Volume > Issue > The Key Issue in the Middle East Conflict

The Key Issue in the Middle East Conflict

DRAWING THE DIVIDING LINE — SOMEWHERE WEST OF THE JORDAN RIVER

By Landrum R. Bolling | June 1989
Landrum R. Bolling has been President of Earlham College, Chairman of the International Quaker Working Party on Middle East Peace, President of the Lilly Endowment, Chair­man of the Council on Foundations, Research Professor of Diplomacy at Georgetown University, and, most recently, resident Rector of the Ecumenical Institute (Tantur) in Jerusalem. A member of the Society of Friends, he is cur­rently in Washington, D.C., writing two books and serving as International President of Jerusalem's Ecumenical Insti­tute.

No issue in the whole vast sweep of interna­tional affairs is more subject to anguished, often angry, debate than that of the Israeli/Palestinian conflict. Yet, in none of our public-policy discours­es is it more urgent that we seek an honest and fair-minded facing of the facts — and a spirit of mutual respect and civility among those engaged in such a dialogue.
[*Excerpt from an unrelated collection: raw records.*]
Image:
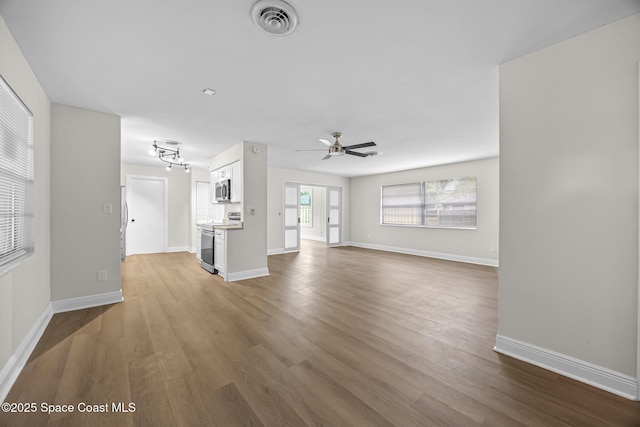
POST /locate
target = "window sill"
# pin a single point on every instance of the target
(438, 227)
(11, 265)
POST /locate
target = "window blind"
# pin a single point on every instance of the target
(16, 177)
(451, 203)
(402, 204)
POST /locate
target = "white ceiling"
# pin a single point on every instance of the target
(418, 77)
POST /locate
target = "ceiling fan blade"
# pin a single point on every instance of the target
(364, 144)
(355, 153)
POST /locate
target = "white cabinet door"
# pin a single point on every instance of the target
(199, 244)
(213, 178)
(224, 173)
(219, 253)
(236, 183)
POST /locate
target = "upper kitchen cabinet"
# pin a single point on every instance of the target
(213, 178)
(236, 182)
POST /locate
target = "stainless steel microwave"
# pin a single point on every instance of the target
(223, 190)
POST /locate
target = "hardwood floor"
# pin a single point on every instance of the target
(335, 337)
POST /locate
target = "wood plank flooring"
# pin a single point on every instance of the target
(333, 337)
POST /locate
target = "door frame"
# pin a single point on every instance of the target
(327, 205)
(165, 208)
(285, 206)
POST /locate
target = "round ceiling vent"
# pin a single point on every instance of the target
(274, 16)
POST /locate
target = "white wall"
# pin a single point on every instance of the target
(463, 245)
(25, 291)
(196, 175)
(85, 175)
(276, 178)
(569, 197)
(247, 248)
(179, 233)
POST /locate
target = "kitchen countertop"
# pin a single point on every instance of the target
(221, 226)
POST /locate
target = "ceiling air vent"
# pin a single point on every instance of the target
(274, 16)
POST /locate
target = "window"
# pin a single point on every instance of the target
(306, 215)
(402, 204)
(16, 179)
(447, 203)
(450, 203)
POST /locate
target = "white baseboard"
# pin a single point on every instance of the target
(179, 249)
(10, 371)
(438, 255)
(248, 274)
(588, 373)
(79, 303)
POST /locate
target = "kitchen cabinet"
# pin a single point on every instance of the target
(199, 243)
(220, 251)
(224, 173)
(236, 183)
(213, 178)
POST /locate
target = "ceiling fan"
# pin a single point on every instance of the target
(337, 149)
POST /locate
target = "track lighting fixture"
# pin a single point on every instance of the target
(169, 155)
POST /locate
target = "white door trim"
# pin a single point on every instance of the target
(338, 206)
(165, 210)
(285, 206)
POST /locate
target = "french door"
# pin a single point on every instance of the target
(334, 216)
(291, 217)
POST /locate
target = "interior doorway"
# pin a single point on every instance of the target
(147, 202)
(312, 212)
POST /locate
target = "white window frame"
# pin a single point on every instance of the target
(424, 202)
(17, 184)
The stakes for Israelis and Arabs, for Jews, Muslims and Christians, for Middle Easterners and Westerners — for anyone in any way concerned with this conflict — are enormous.
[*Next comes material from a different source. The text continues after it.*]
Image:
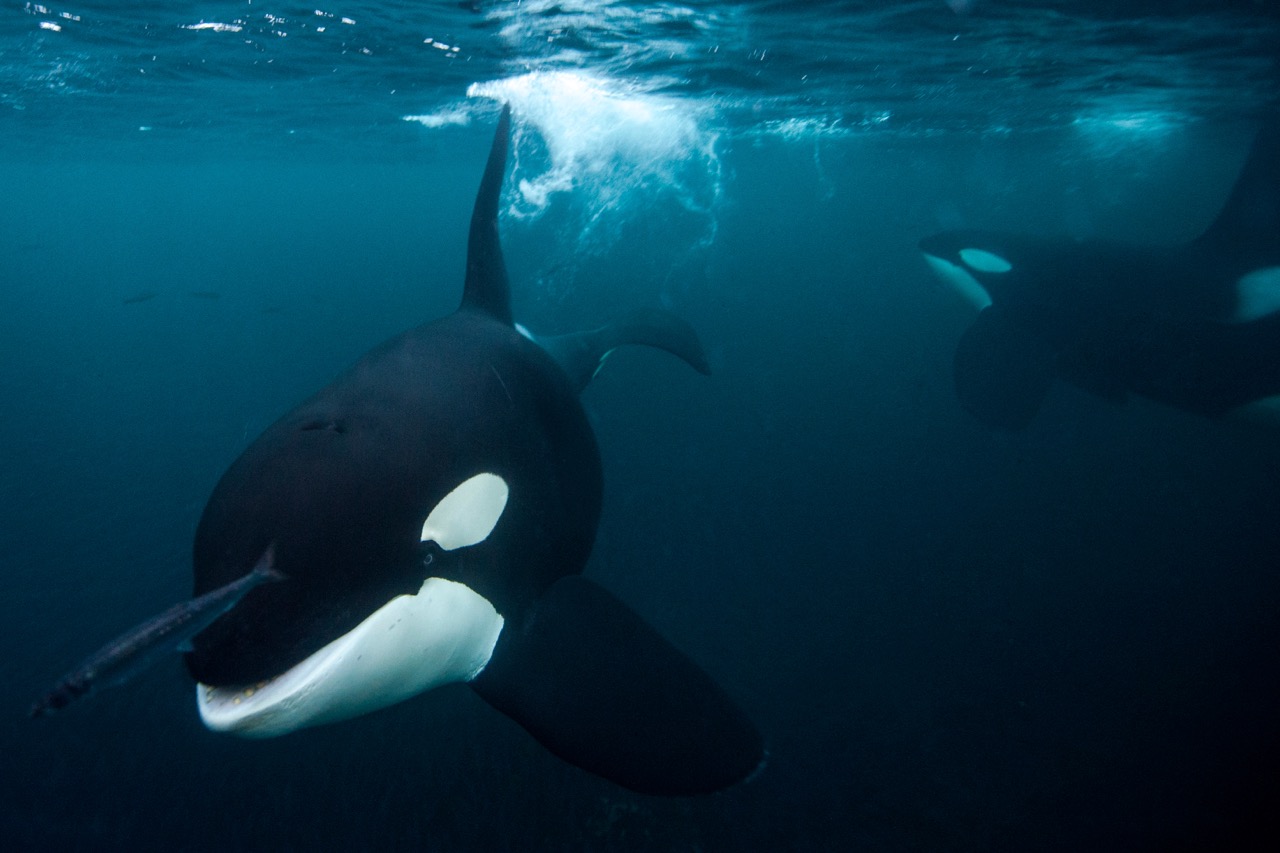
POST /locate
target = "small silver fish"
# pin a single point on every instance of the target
(154, 639)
Moreover, the Middle East remains the most explosive, the most dangerous region in all the world, in terms of its potential for triggering a glob­al catastrophe. It is also the site of what, in modern times, is one of the most painfully protracted strug­gles ever fought by two worthy peoples contending for one small piece of land — and on which each has a plausible and legitimate claim. The emotional linkages to the two sides produce, among their partisans, highly extravagant rhetoric about the issues, sharply differing perceptions of the issues, and seemingly irreconcilable “solutions” to what many have come to consider an utterly unresolvable strug­gle.
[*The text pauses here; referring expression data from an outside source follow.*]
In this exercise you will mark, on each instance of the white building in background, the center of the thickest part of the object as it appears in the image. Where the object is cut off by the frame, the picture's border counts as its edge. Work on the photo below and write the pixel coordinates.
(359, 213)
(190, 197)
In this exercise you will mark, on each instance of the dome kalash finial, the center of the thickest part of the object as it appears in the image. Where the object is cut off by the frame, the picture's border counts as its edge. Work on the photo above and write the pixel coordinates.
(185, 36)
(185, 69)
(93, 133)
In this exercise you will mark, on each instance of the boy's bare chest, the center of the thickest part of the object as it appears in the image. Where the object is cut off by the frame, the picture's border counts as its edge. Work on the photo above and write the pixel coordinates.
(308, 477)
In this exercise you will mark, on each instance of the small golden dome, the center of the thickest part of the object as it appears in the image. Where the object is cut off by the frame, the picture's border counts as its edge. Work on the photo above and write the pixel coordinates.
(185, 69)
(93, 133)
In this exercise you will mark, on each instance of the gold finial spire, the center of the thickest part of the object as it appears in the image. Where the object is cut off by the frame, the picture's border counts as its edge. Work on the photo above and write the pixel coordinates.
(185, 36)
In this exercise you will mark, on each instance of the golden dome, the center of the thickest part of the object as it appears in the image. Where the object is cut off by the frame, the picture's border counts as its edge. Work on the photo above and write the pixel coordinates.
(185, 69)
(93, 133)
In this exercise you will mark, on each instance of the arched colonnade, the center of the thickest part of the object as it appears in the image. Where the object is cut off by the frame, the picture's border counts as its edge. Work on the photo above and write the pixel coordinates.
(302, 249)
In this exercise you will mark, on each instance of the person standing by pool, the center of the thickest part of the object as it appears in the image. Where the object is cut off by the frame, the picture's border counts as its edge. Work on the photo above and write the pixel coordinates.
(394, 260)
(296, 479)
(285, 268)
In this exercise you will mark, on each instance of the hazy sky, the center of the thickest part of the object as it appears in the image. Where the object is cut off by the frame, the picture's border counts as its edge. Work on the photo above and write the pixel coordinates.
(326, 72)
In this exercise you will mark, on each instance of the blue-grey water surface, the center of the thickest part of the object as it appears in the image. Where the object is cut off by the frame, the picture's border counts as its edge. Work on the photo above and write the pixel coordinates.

That struggle, since the outbreak of the Pales­tinian Uprising (the Intifada) on December 9, 1987, has been transformed into an even more hellish kind of disaster, as can be well documented by any of us who has lived through even a few months of this intensified daily, violent confrontation. The new level of struggle has brought indescribable suf­fering to the one and a half million Palestinians (under Israeli military occupation for more than 20 years), greatly expanded the repressive measures which the Israeli military itself labels its “Iron Fist” policy, provoked bitter debates within the deeply divided Israeli government and its youthful armed forces, seriously damaged the Israeli economy, and shocked, stunned, and confused millions of Israeli supporters, Jewish and non-Jewish, around the world.

It is no wonder that the reporting of the daily events of the uprising and the Israeli efforts to put it down should set off heated disputes. The con­tending views recently expressed in the pages of New Oxford Review (Dec. 1988 and March 1989) are but a mild reflection of the roaring glob­al debate over media coverage of the Israeli/Pales­tinian conflict.